# C++ find the sum of digits of a number until a single digit is obtained ## C++ program to find the sum of digits of a number until a single digit is obtained:

In this post, we will learn how to find the sum of digits of a number until a single digit is obtained in C++. For example, if the number is 12345, the sum of all digits is 1+2+3+4+5=15. But, 15 is a two digit number. So, it will add the digits of this number 1+5 = 6, which is a one digit value.

So, the program will keep adding the digits, until a single digit value is obtained. If the input is 12345, it will print 6.

### Finding the sum recursively:

we can find the sum recursively. We will write one function to find the sum of all digits of a number.
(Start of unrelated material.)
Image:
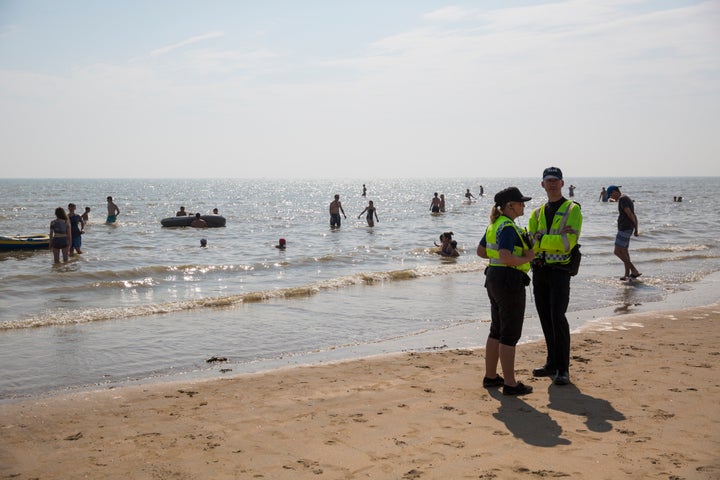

It will find the sum of the digits and if it is less than 10, it will return that value. Else, it will call itself to find the final result recursively.

Below is the complete C++ program to solve it:

``````#include <iostream>
using namespace std;

int findSum(int num){
int sum = 0;

while(num > 0){
sum += num % 10;
num = num/10;
}

return sum > 9 ? findSum(sum) : sum;
}

int main() {
cout<<findSum(12345);
return 0;
}``````

Here,

• findSum is the method to find the sum until a single digit value is found.
• This method takes one number as input. sum variable is used to store the sum of digits in the number.
• The while loop finds the sum of all digits of num. It runs until the value of num is greater than 0.
• On each iteration, the while loop adds the rightmost digit of num to sum. num % 10 gives the rightmost digit. Then it removes the rightmost digit from num. num = num/10 does that.
• Once the while loop ends, the sum will hold the sum of all digits of the number num. If it is a single digit value, it is returned. If it is more than 9 or if it is not single digit, it calls findSum to get the result recursively.

If you run this program, it will print the below output:

``6``

### Method 2: By checking if the number is divisible by 9:

The sum of all digits of a number until the value reached one digit is 9 if the number is divisible by 9. Else, it is the remainder if we divide the number by 9.

For the above example number 9, if we divide it by 9, the remaiinder is 12345%9 = 6, which is the sum of all digits of this number until we reached one digit.

So, we can write this program only in one line:

``````#include <iostream>
using namespace std;

int findSum(int num)
{
int remainder = num % 9;

return remainder == 0 ? 9 : remainder;
}

int main()
{
cout << findSum(12345) << endl;
return 0;
}``````

We are changing only the findSum method. It first calculates the remainder value, i.e. the remainder if we divide the number by 9 and then compares it with 0. If it is 0, it returns 9, else it returns the remainder.